There was no harm in the stories. They were never violent and I was always brought up to believe that the living were much more dangerous than the dead would ever be. What the stories did, though, was to suggest that certain places and certain people might be scary.
At the end of our road lived a lady called “Maggie”, now long dead. Her house stood set back from the road in a garden that was filled with briars. It was close by to other houses, but it was also very isolated, the overgrown gardens creating a strong physical barrier against the world around. I have no reason in the world to believe that Maggie was anything other than a kind and sweet old lady, but the ghost stories created an aura of mystery around the house, it was a place to quicken your stride as you went by, especially in the dark.
I wonder about Maggie, and all the other people like her who are in the shadows of our memories. It would be hard to imagine a house like it today, partly because the property prices would have made it attractive to sell and buy a nice little bungalow by th sea, and partly because, for all the faults of my generation, I think we would try harder to stop such isolation. However critical we might be of the state we’re in, most of the time social services will call to try to make sure people are safe and well; meals on wheels will try to make sure that people are fed; community health care will try to make sure that no-one is left lying sick. Neighbours will tend to intervene, even when they are not wanted.
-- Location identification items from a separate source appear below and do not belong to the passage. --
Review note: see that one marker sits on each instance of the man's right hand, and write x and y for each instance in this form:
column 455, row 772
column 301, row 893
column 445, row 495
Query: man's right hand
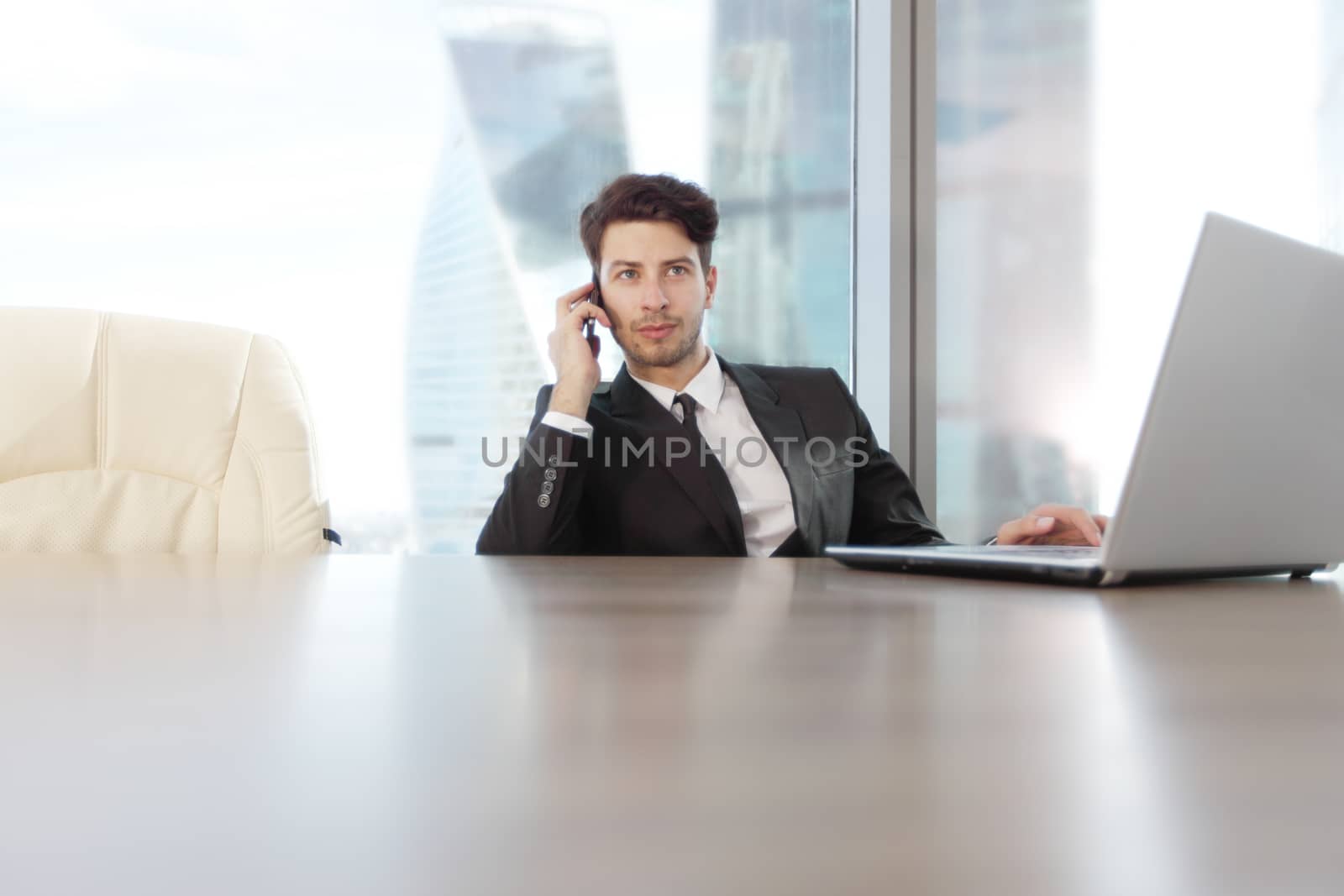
column 575, row 356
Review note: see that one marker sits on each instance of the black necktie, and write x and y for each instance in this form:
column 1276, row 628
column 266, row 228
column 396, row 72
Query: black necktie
column 712, row 469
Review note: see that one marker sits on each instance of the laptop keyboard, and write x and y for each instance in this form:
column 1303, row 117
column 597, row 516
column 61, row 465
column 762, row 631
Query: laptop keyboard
column 1047, row 551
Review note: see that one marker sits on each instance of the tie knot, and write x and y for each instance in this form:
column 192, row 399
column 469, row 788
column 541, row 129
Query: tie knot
column 687, row 407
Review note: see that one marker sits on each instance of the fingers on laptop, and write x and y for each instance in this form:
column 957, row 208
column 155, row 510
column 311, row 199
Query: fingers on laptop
column 1054, row 524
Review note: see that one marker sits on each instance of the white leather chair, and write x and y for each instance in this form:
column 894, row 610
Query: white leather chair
column 125, row 434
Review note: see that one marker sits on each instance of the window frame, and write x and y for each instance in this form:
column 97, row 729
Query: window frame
column 893, row 318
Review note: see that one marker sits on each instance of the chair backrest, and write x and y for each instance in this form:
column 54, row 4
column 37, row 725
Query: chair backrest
column 124, row 434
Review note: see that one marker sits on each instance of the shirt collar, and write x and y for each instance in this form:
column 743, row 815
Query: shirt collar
column 705, row 387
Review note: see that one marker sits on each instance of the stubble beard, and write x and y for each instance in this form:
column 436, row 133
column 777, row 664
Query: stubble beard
column 663, row 355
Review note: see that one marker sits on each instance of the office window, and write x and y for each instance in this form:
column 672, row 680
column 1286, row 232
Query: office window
column 391, row 188
column 1079, row 145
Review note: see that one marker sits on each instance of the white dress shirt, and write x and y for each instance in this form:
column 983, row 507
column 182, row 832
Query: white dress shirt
column 753, row 469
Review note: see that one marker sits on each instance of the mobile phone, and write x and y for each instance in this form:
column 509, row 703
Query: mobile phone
column 596, row 297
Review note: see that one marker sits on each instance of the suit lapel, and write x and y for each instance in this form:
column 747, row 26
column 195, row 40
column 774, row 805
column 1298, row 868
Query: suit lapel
column 780, row 426
column 632, row 403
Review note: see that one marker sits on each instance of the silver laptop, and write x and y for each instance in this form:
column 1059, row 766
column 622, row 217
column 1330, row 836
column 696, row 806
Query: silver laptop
column 1240, row 465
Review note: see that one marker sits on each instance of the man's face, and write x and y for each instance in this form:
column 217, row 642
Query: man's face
column 654, row 291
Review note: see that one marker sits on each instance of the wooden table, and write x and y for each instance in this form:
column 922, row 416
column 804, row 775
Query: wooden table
column 660, row 726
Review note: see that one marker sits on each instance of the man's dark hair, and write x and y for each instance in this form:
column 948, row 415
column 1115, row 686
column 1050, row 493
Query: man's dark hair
column 651, row 197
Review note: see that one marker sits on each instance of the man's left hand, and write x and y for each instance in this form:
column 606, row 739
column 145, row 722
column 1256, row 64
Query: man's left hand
column 1054, row 524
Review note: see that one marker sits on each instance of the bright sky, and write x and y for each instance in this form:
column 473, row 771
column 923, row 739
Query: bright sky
column 266, row 164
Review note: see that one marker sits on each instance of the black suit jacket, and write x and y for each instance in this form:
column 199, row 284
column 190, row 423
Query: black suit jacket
column 569, row 495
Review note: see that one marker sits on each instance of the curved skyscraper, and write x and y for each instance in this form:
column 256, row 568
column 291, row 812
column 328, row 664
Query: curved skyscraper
column 534, row 129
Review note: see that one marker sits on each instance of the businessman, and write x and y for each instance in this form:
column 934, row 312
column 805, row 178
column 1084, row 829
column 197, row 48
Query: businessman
column 689, row 453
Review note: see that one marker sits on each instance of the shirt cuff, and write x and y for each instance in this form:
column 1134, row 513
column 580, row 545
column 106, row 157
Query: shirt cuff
column 568, row 423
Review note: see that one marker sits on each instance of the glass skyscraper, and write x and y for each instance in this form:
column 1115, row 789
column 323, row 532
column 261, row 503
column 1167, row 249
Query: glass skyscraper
column 534, row 129
column 781, row 170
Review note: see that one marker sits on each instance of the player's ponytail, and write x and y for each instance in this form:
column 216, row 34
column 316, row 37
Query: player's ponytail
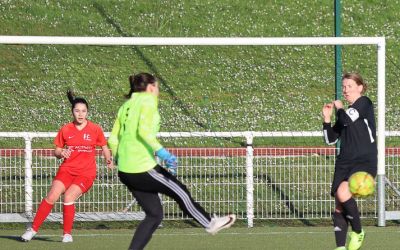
column 139, row 82
column 75, row 100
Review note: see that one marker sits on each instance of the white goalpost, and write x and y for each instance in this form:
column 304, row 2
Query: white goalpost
column 379, row 42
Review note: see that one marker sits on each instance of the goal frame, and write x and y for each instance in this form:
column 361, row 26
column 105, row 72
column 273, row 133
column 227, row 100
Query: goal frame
column 253, row 41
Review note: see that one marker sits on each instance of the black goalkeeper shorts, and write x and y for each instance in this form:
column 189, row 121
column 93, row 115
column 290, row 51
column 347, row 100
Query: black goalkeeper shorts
column 344, row 171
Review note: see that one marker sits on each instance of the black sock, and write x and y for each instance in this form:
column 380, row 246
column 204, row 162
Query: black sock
column 340, row 227
column 352, row 214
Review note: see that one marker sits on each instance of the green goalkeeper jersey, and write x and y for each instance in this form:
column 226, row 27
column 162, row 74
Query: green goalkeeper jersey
column 133, row 137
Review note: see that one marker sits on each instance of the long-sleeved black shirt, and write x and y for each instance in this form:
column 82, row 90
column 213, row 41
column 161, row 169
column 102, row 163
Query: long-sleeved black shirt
column 356, row 130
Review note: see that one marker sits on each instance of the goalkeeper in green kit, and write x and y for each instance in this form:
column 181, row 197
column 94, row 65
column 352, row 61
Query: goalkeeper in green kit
column 134, row 145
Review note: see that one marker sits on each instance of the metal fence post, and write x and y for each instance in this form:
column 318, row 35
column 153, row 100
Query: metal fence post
column 249, row 179
column 28, row 177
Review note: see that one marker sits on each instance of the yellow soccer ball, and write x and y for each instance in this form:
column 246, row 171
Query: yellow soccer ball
column 361, row 184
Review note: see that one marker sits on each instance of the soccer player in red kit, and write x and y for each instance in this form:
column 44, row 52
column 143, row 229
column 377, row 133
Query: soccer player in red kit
column 75, row 143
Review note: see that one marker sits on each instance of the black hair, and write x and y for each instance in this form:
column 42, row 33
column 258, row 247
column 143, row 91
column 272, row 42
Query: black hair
column 357, row 78
column 139, row 82
column 75, row 100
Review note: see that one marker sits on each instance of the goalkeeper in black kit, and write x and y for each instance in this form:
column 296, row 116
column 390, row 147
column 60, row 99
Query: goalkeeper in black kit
column 356, row 130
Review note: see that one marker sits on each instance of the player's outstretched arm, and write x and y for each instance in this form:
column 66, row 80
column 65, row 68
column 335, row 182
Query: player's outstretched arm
column 107, row 156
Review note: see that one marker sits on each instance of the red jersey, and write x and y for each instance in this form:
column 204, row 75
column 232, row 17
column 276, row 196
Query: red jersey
column 83, row 144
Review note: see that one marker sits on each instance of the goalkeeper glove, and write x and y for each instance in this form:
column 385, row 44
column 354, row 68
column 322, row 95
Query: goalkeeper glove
column 170, row 161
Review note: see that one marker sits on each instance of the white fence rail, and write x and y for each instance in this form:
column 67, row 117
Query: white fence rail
column 253, row 182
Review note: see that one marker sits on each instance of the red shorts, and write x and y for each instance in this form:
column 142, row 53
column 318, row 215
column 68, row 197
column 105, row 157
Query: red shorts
column 84, row 182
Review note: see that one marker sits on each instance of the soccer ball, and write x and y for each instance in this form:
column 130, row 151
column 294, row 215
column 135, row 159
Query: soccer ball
column 361, row 184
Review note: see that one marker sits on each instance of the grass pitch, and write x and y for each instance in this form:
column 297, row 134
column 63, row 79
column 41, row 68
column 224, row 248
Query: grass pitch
column 197, row 239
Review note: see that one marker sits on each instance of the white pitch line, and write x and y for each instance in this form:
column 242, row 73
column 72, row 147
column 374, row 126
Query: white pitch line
column 202, row 234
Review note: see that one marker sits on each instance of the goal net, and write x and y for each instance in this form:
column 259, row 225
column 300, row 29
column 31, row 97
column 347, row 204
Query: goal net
column 208, row 85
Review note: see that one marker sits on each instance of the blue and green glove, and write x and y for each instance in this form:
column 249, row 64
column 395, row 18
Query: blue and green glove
column 170, row 161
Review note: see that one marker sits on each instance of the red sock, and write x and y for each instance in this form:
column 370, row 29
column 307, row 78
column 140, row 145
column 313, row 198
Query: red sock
column 42, row 213
column 68, row 217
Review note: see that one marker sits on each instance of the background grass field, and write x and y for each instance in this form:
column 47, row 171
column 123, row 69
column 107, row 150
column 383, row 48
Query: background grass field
column 279, row 238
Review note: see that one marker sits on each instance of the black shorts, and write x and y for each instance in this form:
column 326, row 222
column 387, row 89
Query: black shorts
column 344, row 171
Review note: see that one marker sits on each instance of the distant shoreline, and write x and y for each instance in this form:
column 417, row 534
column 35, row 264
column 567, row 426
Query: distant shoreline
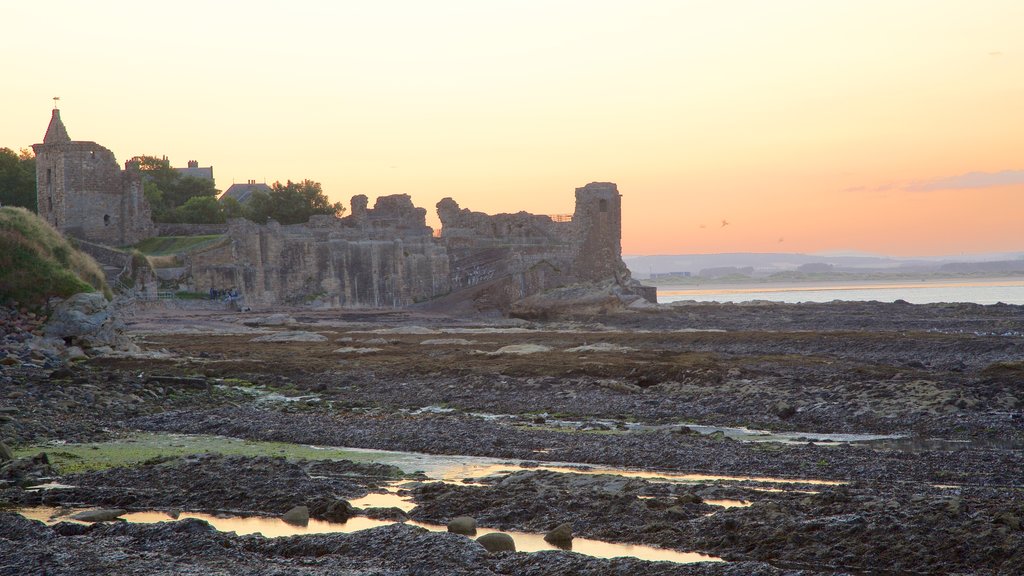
column 759, row 285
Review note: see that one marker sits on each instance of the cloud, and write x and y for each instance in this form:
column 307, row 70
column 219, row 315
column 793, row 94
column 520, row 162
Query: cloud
column 969, row 180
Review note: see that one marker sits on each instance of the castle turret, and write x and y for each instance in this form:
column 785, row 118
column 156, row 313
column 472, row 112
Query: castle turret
column 55, row 132
column 82, row 191
column 598, row 219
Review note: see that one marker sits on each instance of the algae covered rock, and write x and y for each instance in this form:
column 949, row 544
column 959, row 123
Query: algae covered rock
column 463, row 525
column 497, row 542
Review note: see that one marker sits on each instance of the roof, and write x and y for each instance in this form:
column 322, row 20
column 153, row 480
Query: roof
column 202, row 173
column 55, row 132
column 244, row 193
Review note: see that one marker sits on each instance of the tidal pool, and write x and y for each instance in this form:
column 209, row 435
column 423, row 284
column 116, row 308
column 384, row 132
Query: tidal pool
column 274, row 528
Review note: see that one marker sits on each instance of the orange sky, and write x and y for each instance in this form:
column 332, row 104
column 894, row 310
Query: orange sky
column 892, row 127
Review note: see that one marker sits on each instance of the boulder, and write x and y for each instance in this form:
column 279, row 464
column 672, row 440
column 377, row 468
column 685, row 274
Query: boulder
column 497, row 542
column 27, row 471
column 339, row 510
column 86, row 320
column 299, row 516
column 463, row 525
column 520, row 350
column 272, row 320
column 98, row 516
column 561, row 536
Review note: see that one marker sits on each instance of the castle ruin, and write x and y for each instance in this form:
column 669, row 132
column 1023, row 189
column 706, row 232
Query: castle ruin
column 83, row 192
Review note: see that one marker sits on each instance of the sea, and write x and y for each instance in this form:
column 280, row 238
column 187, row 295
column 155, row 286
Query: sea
column 925, row 292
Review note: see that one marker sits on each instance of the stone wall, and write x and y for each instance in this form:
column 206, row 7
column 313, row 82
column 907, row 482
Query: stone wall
column 84, row 193
column 386, row 256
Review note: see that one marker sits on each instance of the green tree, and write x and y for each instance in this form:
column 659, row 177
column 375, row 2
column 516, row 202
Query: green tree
column 167, row 190
column 292, row 203
column 200, row 210
column 17, row 178
column 231, row 208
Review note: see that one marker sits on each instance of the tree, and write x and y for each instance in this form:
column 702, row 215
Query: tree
column 17, row 178
column 292, row 203
column 167, row 190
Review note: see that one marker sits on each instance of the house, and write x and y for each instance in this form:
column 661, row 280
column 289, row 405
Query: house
column 244, row 193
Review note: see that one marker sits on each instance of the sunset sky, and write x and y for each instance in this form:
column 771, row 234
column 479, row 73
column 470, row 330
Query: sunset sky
column 892, row 127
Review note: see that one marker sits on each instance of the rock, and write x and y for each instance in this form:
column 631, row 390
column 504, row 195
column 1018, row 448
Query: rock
column 339, row 510
column 87, row 319
column 391, row 512
column 561, row 535
column 600, row 346
column 463, row 525
column 520, row 350
column 352, row 350
column 98, row 516
column 497, row 542
column 299, row 516
column 1009, row 520
column 292, row 336
column 783, row 410
column 75, row 353
column 688, row 498
column 272, row 320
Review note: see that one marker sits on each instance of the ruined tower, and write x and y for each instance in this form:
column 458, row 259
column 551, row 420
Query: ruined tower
column 82, row 191
column 598, row 221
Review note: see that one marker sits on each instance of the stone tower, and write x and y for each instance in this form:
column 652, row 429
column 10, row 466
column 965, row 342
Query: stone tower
column 82, row 191
column 598, row 221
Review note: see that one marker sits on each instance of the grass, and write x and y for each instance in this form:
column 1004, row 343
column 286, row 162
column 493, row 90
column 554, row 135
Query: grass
column 170, row 245
column 37, row 262
column 72, row 458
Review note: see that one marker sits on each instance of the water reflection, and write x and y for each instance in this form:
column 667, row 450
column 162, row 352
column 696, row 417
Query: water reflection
column 272, row 528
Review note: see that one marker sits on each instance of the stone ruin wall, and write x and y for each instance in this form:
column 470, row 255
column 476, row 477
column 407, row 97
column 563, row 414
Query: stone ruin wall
column 84, row 193
column 388, row 257
column 383, row 257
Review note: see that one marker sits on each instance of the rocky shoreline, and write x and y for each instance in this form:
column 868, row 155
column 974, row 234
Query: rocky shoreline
column 945, row 499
Things are far from perfect and things still go wrong, but ghostly houses are few and far between now, and heroes in dark suits, and heroines in high heels, can happily remain in cartoon strips.
Maggie Barnard was her name, can you remember she also owned the tiny cottage just around the corner behind the village church,I must ask my Mother about her next time I’m in High Ham. And on a note of real respect I can remember being severely reprimanded by Mrs Cullen one day for calling her Maggie, ‘Its Mrs Barnard until you’re an adult’ She said.
I had forgotten her name – and that she was ‘Mrs.’ I’d also forgotten the place behind the church – I remember the amazement in the village when it sold for £9,000. She always seemed like something out of a story. Had she no family? Did she live with what she could buy at the village shop and from David Macey’s mobile shop? She was like something out of a Victorian story!
I am going up to see my Mum on Saturday and will make some enquiries and let you know.